The antioxidants in green tea have great health benefits.
Montserrat Rabago-Smith, associate professor of organic chemistry at Kettering University, describes her research into the other possibilities of antioxidants.
Dr. Montserrat Rabago-Smith is an Associate Professor of Organic Chemistry at Kettering University in Flint, Michigan. She is currently collaborating with Dr. Lihua Wang and Dr. Veronica Moorman in an attempt to specify the potential preventative relationship between catechins in green tea and cardiovascular disease.
Scientific literature and popular science agree – green teas’ antioxidant properties make it important for disease prevention. Green tea’s antioxidant properties are a result of an abundance of catechins.
Our research team and I are now attempting to further extrapolate findings from cancer research to determine whether these same catechins can also combat cardiovascular disease.
We believe that the interactions between catechins and Cytochrome c is one of the ways to protect individuals from cardiovascular disease.
Cytochrome c is a protein involved in the generation of usable energy for cells (ATP).

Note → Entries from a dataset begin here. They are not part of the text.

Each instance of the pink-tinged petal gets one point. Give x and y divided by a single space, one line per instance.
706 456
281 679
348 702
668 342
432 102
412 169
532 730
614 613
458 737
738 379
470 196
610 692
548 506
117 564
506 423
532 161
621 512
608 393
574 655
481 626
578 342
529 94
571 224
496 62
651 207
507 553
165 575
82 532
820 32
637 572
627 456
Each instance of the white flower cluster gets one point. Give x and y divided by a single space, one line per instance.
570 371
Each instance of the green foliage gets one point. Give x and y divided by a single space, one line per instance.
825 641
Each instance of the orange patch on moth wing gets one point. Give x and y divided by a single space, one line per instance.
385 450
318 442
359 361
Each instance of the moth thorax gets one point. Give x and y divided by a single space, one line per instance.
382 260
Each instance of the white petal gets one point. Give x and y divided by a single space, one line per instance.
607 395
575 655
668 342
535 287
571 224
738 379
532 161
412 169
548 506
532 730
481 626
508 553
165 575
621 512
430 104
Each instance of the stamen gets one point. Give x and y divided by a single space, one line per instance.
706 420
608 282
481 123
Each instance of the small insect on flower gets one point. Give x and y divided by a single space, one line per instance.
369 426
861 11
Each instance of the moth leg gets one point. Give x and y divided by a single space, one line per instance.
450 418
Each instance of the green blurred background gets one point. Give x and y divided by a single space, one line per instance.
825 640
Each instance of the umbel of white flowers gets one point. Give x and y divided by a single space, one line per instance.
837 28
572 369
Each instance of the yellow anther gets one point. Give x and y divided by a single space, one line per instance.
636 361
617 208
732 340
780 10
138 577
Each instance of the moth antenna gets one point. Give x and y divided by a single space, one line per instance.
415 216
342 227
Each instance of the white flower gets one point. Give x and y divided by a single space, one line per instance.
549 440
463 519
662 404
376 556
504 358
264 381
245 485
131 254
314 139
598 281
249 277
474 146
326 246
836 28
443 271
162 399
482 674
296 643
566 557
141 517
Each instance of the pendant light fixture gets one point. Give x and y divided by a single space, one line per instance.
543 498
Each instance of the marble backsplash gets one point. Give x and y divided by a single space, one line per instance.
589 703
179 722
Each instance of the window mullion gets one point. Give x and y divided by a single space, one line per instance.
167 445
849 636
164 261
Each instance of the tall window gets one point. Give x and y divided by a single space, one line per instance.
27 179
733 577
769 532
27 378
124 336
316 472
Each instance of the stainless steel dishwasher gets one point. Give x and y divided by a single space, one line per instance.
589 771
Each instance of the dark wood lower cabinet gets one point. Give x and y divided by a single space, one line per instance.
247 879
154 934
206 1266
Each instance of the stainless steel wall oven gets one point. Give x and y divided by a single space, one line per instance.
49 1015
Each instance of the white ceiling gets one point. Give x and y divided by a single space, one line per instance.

However, if a cell becomes unhealthy and targets itself for self-destruction, Cytochrome c is released and triggers cell death.
So if an individual is having a heart attack, an abundance of Cytochomre c is released.
We have data that shows that catechins and Cytochrome c are interacting. Our research is about understanding this interaction.
Specifically, we believe that the phenyl groups on the catechins are necessary for binding with Cytochrome c. The result of binding is the neutralization of Cytochrome c and therefore eliminating the cell’s trigger to self-destruct.
Eventually, we would like to develop Drugs for cardiovascular disease that utilize the knowledge from these upcoming studies. Until then, we still have the healing power of green tea.